Les départements expérimentateurs ont également consacré des moyens croissants aux politiques d'insertion. Ainsi, en Seine-Saint-Denis, les crédits départementaux d'insertion ont été doublés en deux ans, de même que les effectifs de référents insertion. Une hausse comparable est observée dans les Pyrénées-Orientales, où les crédits d'insertion sont passés de 8 à 13 millions d'euros et où le nombre de conseillers d'insertion a triplé.

Les partenariats territoriaux avec Pôle emploi, devenu France Travail, ont également été renforcés, favorisant la montée en puissance d'un « accompagnement global » conduit conjointement par le département et le service public de l'emploi. Dans les Pyrénées-Orientales, la montée en charge de ce mode d'accompagnement est particulièrement ambitieuse : le nombre de bénéficiaires du RSA concernés doit passer de 700 à 2 100 personnes par an au terme de l'expérimentation.

L'écosystème d'accompagnement a également fait l'objet d'évolutions, voire de profondes transformations. En Ariège, où les solutions d'accompagnement étaient déjà très variées, la recentralisation permet d'expérimenter de nouvelles actions, comme la mise en place d'un outil dit « Job-Data » connectant des employeurs et des bénéficiaires du RSA. C'est sans doute dans le département de Seine-Saint-Denis que la politique locale d'insertion a été le plus profondément transformée, avec la mise en place des agences locales d'insertion (ALI), qui ont vocation à offrir un accompagnement socio-professionnel largement appuyé sur les structures d'insertion par l'activité économique (SIAE).

S'il est encore trop tôt pour se prononcer sur les résultats de ces nouvelles politiques d'insertion, les dynamiques sont assurément encourageantes. Les départements expérimentateurs comme les administrations de l'État les jugent plutôt prometteuses.

M. Arnaud Bazin, rapporteur spécial. - J'en viens à présent aux recommandations de notre rapport.

S'agissant d'une évaluation à mi-parcours, nous nous sommes gardés d'en formuler un trop grand nombre, afin de ne pas préempter les résultats finaux de l'expérimentation.

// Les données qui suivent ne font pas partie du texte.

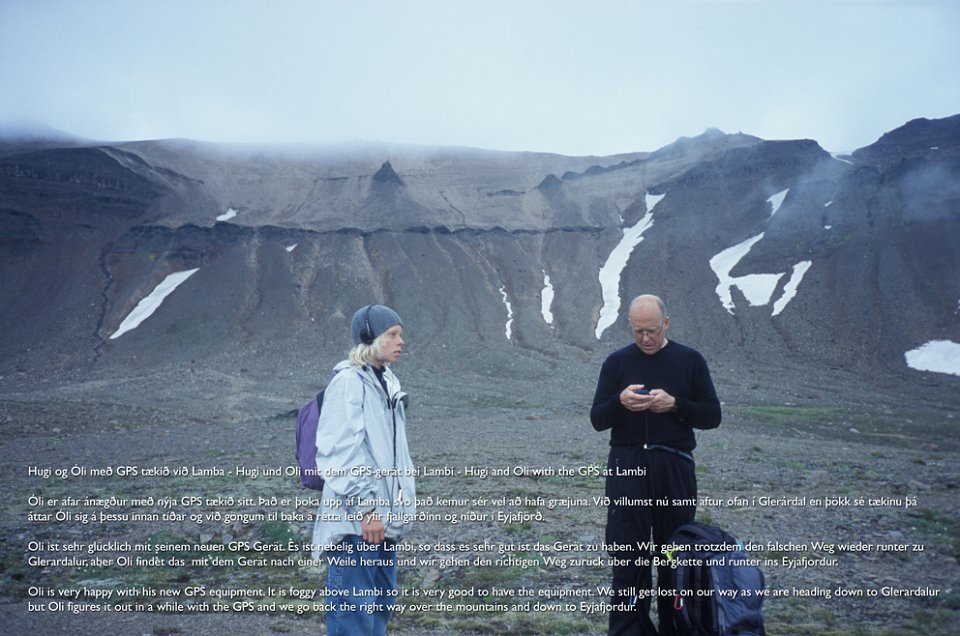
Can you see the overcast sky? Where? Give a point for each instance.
(575, 77)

Premièrement, nous préconisons que le département de la Guadeloupe, qui s'était porté candidat à l'expérimentation, mais n'a pas été retenu, puisse bénéficier de la recentralisation à l'avenir, s'il le souhaite toujours.

Deuxièmement, pour la suite de l'expérimentation, nous appelons l'attention sur certains facteurs d'incertitude politique, comme les effets de la loi pour le plein emploi. Ce texte a assez profondément réformé les « droits et devoirs » associés au RSA, notamment le régime des sanctions ou les obligations d'activité - je pense en particulier aux quinze heures par semaine. N'oublions pas non plus la suppression, annoncée par le Premier ministre précédent, de l'allocation de solidarité spécifique (ASS), due aux chômeurs en fin de droits. Cette mesure aurait pour effet d'augmenter le nombre de bénéficiaires du RSA. En résulterait un important transfert de charges de l'État vers les départements. En tout état de cause, nous souhaitons que ces incertitudes ne pèsent pas sur l'expérimentation. De plus, nous recommandons de surseoir à la suppression de l'ASS ou, à défaut, de prévoir une compensation juste et progressive aux départements des nouvelles entrées dans le RSA dues à cette mesure.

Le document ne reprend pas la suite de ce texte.